Sadly, all of this makes “Her Honor Jane Byrne,” a powerful new play written and directed by J. Nicole Brooks, which recently reopened on the Lookingglass stage as that company’s post-pandemic return, all the more relevant. (It was five days into its premiere run in 2020 when COVID-19 shut everything down.)
History has been ambivalent at best about the legacy of Jane Byrne, Chicago’s first, and until Lori Lightfoot, only, woman mayor.
She entered politics during the long reign of RIchard J. Daley, becoming his protégé, but when he died suddenly in office, his former minions quickly dumped her. So she ran for mayor as a reformer and won and in doing so, punched the first crack into the seemingly impenetrable wall of the Chicago Machine, a crack that Harold Washington broke through when he beat her after her single term in office. But she wasn’t really a reformer.
She is perhaps most remembered for her decision in 1981 to move into the notorious Cabrini-Green public housing project; this action and its repercussions are the subject of this play. At the time, the crime rate in Cabrini-Green was soaring, and many of the shootings were by snipers up in the high-rises, creating an especially heightened sense of horror. And, since the housing project was adjacent to Chicago’s affluent Gold Coast, the volume around crime in its environs was dialed up in the same way it is now that murders have spread into the city’s upscale neighborhoods.
“Her Honor Jane Byrne” opens on a scene where the mayor is seeking answers from the police commander assigned to the district, in the presence of Richard Brzeczek, superintendent of police, and Charles Swibel, the real estate developer and longtime head of the Chicago Housing Authority—the man ultimately responsible for the condition of Cabrini-Green.
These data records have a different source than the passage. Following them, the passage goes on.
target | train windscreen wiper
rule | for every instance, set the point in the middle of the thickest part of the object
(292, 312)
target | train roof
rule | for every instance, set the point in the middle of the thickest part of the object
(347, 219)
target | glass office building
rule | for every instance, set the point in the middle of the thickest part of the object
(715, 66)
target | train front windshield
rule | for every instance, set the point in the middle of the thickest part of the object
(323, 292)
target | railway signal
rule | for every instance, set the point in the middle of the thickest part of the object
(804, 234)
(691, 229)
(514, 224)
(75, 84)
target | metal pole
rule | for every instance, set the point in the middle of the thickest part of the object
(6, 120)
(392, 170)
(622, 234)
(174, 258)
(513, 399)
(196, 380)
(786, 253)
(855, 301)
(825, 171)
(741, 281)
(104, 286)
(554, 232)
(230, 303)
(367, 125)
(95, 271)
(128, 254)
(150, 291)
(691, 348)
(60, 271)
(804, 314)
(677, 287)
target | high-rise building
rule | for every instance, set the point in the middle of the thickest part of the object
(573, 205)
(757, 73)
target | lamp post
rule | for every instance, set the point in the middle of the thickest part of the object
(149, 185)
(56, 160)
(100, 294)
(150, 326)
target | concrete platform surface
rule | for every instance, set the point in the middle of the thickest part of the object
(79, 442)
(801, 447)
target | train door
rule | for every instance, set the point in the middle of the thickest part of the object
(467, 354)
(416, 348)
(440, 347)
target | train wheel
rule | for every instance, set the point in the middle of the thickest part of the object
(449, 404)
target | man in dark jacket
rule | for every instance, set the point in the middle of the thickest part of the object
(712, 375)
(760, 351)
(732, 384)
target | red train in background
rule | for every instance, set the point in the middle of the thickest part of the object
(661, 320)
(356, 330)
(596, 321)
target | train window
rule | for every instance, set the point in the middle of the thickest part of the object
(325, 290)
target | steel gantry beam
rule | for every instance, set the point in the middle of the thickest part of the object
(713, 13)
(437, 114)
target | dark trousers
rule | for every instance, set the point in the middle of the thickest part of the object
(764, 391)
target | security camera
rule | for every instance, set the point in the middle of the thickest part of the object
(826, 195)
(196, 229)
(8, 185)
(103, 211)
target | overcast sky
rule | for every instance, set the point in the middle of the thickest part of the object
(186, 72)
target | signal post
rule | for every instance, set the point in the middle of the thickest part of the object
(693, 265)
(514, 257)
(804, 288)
In echoes of the public utterances of current police union president John Catanzara, the local police commander is combative with and condescending to the city’s first woman mayor, who is channeled pitch-perfectly by Christine Mary Dunford. Against the wishes of all present, she declares she’s moving in until the violence is cleaned up.
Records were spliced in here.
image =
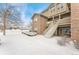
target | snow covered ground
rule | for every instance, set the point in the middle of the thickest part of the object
(16, 43)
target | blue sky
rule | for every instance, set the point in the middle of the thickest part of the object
(28, 9)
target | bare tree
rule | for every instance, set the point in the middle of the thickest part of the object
(10, 14)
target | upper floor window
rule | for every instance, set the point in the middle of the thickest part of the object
(35, 19)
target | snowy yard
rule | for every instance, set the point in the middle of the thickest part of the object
(17, 43)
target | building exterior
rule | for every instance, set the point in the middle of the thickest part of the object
(63, 11)
(56, 11)
(75, 21)
(39, 23)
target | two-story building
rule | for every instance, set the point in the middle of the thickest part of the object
(53, 13)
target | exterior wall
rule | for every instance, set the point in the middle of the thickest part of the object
(40, 24)
(46, 13)
(75, 21)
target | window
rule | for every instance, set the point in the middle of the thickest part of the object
(35, 19)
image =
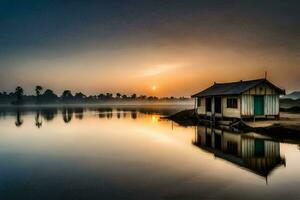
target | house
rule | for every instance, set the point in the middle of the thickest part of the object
(256, 153)
(242, 99)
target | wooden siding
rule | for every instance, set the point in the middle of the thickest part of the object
(247, 105)
(261, 89)
(231, 112)
(201, 109)
(271, 105)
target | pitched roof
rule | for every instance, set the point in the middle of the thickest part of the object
(234, 88)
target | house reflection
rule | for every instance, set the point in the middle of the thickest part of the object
(19, 120)
(38, 120)
(251, 151)
(67, 114)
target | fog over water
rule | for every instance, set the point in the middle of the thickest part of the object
(131, 153)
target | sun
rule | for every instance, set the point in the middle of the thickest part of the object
(153, 87)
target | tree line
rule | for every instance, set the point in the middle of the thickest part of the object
(46, 96)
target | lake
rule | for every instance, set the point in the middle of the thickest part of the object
(130, 153)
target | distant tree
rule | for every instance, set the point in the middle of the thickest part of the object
(38, 90)
(109, 96)
(142, 97)
(19, 93)
(118, 95)
(101, 97)
(66, 96)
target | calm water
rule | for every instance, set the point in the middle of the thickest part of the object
(130, 153)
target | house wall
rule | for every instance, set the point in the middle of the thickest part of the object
(231, 112)
(246, 103)
(261, 89)
(271, 104)
(201, 109)
(271, 100)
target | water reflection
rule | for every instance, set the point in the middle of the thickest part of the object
(251, 151)
(19, 120)
(67, 113)
(38, 120)
(49, 113)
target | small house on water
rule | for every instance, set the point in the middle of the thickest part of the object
(242, 99)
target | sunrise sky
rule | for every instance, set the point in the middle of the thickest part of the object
(160, 48)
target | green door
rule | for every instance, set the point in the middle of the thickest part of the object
(259, 105)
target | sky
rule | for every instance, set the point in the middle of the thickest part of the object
(161, 48)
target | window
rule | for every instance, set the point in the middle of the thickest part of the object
(231, 102)
(208, 104)
(198, 102)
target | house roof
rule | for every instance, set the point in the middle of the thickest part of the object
(234, 88)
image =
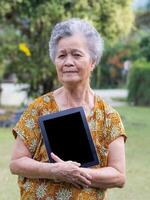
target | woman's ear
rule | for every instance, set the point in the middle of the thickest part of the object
(93, 65)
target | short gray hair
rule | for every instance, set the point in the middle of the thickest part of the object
(71, 27)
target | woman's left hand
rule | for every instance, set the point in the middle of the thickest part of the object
(79, 178)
Once Byrne makes her move, she’s faced with pushback not only from the political machinery of the city, but also from CHA residents and activists—led by Sydney Charles as Marion Stamps in a powerful performance—who resent what they see as an impotent act of political theater, another episode of the white savior complex. Plus many residents just want their elevators to work as well as other simple basic necessities not prioritized by the CHA.
Eventually, she quietly moves back to her Gold Coast apartment and before long, she’s out of office and Cabrini-Green is again front-page news for violence, until it’s torn down and turned over to real estate developers who convert the land into upscale housing.
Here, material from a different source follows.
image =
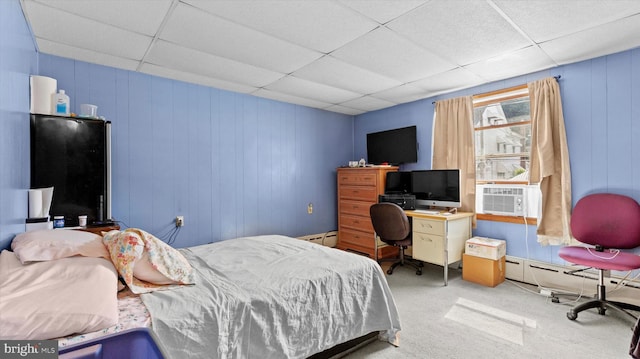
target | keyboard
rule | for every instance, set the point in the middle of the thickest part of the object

Forty years later, the multigenerational trauma of violence continues to terrorize poor and working-class neighborhoods, a theme that this play punches you in the gut with.
Imaginative production design elevates Brooks’ staging, especially in the use of multimedia and a spacious open set designed by Yu Shibagaki. It especially suits the second act, when, after a more conventionally chronological opening act, Brooks opens up the narrative and explores themes in a more freeform structure that balances the political narrative with the everyday struggles of the residents of Cabrini-Green.
While Brooks’ narrative casts the likes of Swibel, Brzeczek, policemen and mob-tied alderman Fred Roti in the harshest possible light, Byrne herself is more nuanced. Yes it was political theater, but aren’t all political acts ultimately theater? At least Jane Byrne tried to change the narrative.
At Lookingglass Theatre in Water Tower Water Works, 821 North Michigan, through December 19.